The Ninth Circuit focused on the DOL’s regulation addressing the potential applicability of the exemption to journalists. That regulation distinguishes between work requiring “invention, imagination, originality or talent” from work which depends primarily on “intelligence, diligence and accuracy.” 29 C.F.R. § 541.302(d). In affirming, the Circuit Court concluded that the materials submitted on summary judgment made clear that newspaper’s articles did not have the sophistication of the national-level papers, where there might be a “small minority of journalists who are exempt.” Moreover, the Court held the intense pace at which newspaper reporters worked precluded them from engaging in sophisticated analysis. Their primary duties did not involve "conducting investigative interviews; analyzing or interpreting public events; writing editorials, opinion columns or other commentary," even if they engaged in these activities some of the time, the Court held.  The Court concluded that characterizing journalists as exempt would therefore be “inconsistent with the Department of Labor’s intent that ’the majority of journalists . . . are not likely to be exempt,’ and with the requirement that FLSA exemptions be construed narrowly.” Chinese Daily News, 2010 U.S. App. LEXIS 19929 at * 13-15 (internal citations omitted). 

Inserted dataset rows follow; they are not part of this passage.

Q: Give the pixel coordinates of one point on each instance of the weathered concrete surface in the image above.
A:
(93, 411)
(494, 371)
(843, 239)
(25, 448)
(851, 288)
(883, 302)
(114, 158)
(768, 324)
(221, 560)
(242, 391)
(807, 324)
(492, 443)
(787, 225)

When the district court granted summary judgment to the plaintiffs it noted that as of that date there was only one case where a court found a newspaper reporter to be exempt. Lynne Wang v. Chinese Daily News, Inc., 435 F. Supp. 2d 1042, 1053 (C.D. Cal. 2006) citing Sherwood v. Washington Post, 871 F. Supp. 1471 (D.D.C. 1994)(exempting Washington Post bureau chief assigned to cover Mayor Marion Barry and later the vice presidential campaign). 

The Ninth Circuit’s decision, along with two earlier Circuit opinions it cites, is a cautionary tale regarding the narrow scope of the creative professional exemption, particularly as applied to journalists. Employers, especially those in the newspaper, magazine and related industries, must ensure that any individual treated as an exempt creative professional utilizes the requisite “invention, imagination, originality or talent” in performing his/her job duties. New media content providers must also be aware that – technological differences notwithstanding – authors and producers of Internet content will be analyzed under the same framework.